Длительно предъявляемые повышенные нагрузки приводят к гипертрофии мягких тканей – медио- и инфра-пателлярной складок, жирового тела Гоффа, тендинитам связки надколенника и сухожилия четырехглавой мышцы бедра, а также к ускоренному стиранию хрящевого покрова.

При наличии дисплазии в пателло-феморальном суставе создаются условия для избыточного смещения надколенника кнаружи, в положение подвывиха, под действием четырехглавой мышцы. В таком случае в условиях перегрузки постепенно может сформироваться нестабильность надколенника и его атравматический вывих.

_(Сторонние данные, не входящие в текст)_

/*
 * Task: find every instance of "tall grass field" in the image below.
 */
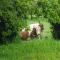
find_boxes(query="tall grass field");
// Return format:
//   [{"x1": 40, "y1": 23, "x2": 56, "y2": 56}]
[{"x1": 0, "y1": 20, "x2": 60, "y2": 60}]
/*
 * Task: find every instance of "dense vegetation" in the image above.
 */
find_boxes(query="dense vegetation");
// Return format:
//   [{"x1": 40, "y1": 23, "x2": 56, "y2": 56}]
[{"x1": 0, "y1": 0, "x2": 60, "y2": 43}]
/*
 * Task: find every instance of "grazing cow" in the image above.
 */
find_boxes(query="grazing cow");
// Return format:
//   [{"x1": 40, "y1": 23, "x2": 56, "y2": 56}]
[
  {"x1": 30, "y1": 23, "x2": 43, "y2": 37},
  {"x1": 30, "y1": 28, "x2": 37, "y2": 38},
  {"x1": 20, "y1": 28, "x2": 29, "y2": 40}
]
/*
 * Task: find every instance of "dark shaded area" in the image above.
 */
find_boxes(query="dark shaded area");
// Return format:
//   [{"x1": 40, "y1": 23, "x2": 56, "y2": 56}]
[
  {"x1": 0, "y1": 16, "x2": 16, "y2": 44},
  {"x1": 53, "y1": 23, "x2": 60, "y2": 39}
]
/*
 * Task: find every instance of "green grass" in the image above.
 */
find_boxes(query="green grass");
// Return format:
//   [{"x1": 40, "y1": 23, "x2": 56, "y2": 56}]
[
  {"x1": 0, "y1": 39, "x2": 60, "y2": 60},
  {"x1": 0, "y1": 19, "x2": 60, "y2": 60}
]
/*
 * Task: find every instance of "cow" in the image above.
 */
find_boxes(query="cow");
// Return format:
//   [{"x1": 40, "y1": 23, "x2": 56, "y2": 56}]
[
  {"x1": 20, "y1": 28, "x2": 29, "y2": 40},
  {"x1": 30, "y1": 28, "x2": 37, "y2": 38},
  {"x1": 30, "y1": 23, "x2": 44, "y2": 38}
]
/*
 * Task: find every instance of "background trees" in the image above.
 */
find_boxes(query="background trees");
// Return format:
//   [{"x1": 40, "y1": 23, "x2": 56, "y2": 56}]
[{"x1": 0, "y1": 0, "x2": 60, "y2": 42}]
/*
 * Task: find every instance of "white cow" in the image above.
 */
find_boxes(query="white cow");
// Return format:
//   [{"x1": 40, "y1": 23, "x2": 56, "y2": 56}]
[{"x1": 30, "y1": 23, "x2": 41, "y2": 35}]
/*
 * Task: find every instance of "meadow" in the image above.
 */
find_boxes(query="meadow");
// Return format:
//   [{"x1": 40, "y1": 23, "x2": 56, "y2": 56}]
[
  {"x1": 0, "y1": 39, "x2": 60, "y2": 60},
  {"x1": 0, "y1": 20, "x2": 60, "y2": 60}
]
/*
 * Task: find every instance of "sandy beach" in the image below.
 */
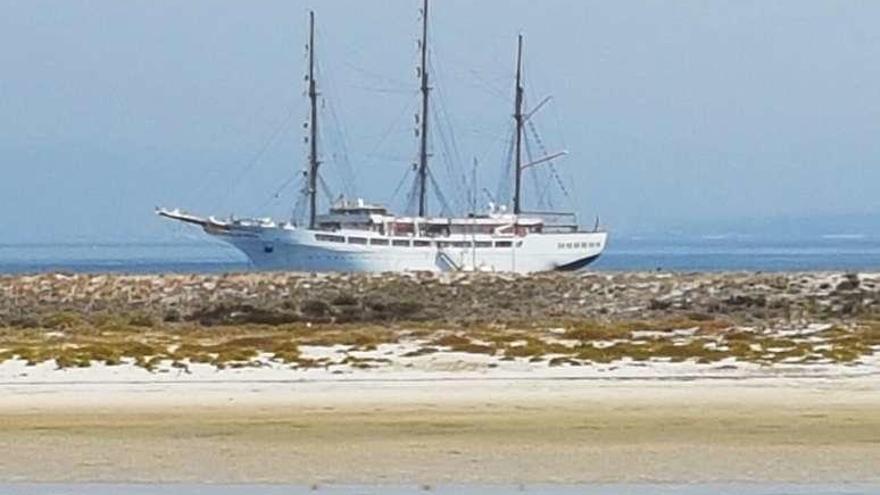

Кроме того, в условиях дисплазии требуется значительно менее сильное внешнее травмирующее воздействие, приводящее к вывиху надколенника, чем в условиях нормальной анатомии.

После острого вывиха надколенника разрывается его основной стабилизатор – медиальная пателло-феморальная связка, после чего возникает выраженная нестабильность надколенника с частыми атравматическими вывихами.

Лечение проблем в области надколенника должно быть направлено на восстановление динамического баланса и стабильности в пателло-феморальном суставе. В условиях нормальной анатомии показано консервативное лечение – изменение характера физических нагрузок, физиотерапия, ношение специальной повязки, иногда – артроскопическая ревизия, резекция гипертрофированных мягких тканей и нестабильных фрагментов хряща.

В условиях имеющейся хронической нестабильности, особенно на фоне дисплазии, показана стабилизация надколенника – восстановление медиальной пателло-феморальной связки.
Принцип методики заключается в следующем: через разрез в 1,5 см обнажается внутренняя часть надколенника в месте крепления связки, в это место устанавливается два якорных фиксатора, к ним прикрепляется сухожилие полусухожильной мышцы, а в области внутреннего мыщелка бедра сухожилие крепится при помощи рассасывающегося винта. Надёжная фиксация трансплантата выполняемая при этой методике позволяет выполнить скорейшую активизацию пациента, выписку на вторые сутки и активное занятие спортом через три – четыре месяца.